Algorithm of asynchronous binary signed-digit recoding on fast multiexponentiation

Multiexponentiation, for the 2-dimension one especially, is a very important but time-consuming operation in many ElGamal-like public key cryptosystems. An efficient multiexponentiation method is firstly proposed by Shamir in ElGamal's paper. Shamir's method requires 1.75n modular multiplications in average, where n is the bit-length of the exponents. Using minimal weight binary signed-digit (BSD) representations in Shamir's method can reduce the number of multiplications to 1.556n. Due to there are many minimal weight BSD representations for an integer, Dimitrov et al. proposed a new 2-dimension multiexponentiation algorithm to recode the canonical binary signed-digit representations. The average number of the number 1.556n is reduced to 1.534n. After the publish of the Dimitrov-Jullien-Miller algorithm, there are many research on receding BSD representation of a pair of integers.

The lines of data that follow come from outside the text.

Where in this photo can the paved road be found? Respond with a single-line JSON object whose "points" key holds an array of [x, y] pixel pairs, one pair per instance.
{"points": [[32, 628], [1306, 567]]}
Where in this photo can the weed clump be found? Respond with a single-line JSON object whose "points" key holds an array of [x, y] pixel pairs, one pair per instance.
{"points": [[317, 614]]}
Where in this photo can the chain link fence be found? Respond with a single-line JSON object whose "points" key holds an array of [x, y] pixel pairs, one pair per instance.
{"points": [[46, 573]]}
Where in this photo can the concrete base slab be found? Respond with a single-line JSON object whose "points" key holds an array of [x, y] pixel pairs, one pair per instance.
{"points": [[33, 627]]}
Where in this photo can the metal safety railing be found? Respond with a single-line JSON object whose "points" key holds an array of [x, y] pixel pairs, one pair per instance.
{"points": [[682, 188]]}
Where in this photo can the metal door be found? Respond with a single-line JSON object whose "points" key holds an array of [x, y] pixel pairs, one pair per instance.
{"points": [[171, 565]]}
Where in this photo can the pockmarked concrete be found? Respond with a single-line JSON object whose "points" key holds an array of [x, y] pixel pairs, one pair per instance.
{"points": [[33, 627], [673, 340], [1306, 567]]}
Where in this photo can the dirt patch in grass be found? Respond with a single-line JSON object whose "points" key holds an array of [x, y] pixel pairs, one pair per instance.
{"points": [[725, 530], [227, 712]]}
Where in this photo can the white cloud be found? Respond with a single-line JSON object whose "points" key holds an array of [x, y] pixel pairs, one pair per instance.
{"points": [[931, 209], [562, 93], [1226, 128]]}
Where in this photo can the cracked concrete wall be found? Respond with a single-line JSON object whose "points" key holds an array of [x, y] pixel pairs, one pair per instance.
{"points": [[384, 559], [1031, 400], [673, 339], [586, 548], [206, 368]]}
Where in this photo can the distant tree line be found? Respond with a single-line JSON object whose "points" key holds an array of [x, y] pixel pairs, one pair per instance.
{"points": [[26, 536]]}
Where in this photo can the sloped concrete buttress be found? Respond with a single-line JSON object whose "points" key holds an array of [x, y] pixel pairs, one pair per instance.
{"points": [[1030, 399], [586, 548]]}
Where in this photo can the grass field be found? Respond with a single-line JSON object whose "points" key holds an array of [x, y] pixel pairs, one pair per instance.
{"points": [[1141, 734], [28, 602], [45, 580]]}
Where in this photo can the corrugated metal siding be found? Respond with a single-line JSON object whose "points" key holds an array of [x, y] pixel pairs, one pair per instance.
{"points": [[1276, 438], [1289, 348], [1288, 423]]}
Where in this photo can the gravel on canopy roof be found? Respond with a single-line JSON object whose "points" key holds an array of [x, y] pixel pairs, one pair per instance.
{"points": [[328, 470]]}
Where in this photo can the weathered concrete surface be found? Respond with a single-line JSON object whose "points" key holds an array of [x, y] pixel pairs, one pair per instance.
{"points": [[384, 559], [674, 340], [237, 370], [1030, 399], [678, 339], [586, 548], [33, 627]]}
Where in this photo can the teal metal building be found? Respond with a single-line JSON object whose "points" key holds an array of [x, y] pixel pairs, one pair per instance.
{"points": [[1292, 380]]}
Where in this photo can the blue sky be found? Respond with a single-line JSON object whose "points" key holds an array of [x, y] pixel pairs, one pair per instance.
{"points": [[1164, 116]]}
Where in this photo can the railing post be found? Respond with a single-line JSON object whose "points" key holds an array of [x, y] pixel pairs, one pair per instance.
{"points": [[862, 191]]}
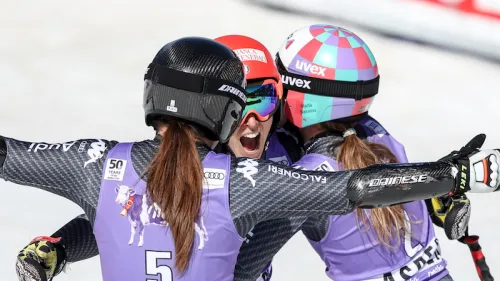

The most interesting one is the joint sparse form. The number of multiplication can be reduced to 1.500n in joint sparse form when the exponent length is near infinite. In this paper, we propose a new asynchronous recoding algorithm to reduce the factor to 1.509n. For comparison to all the previous algorithm, the property of asynchronous receding is especially suitable for multi-dimension multiexponentiation.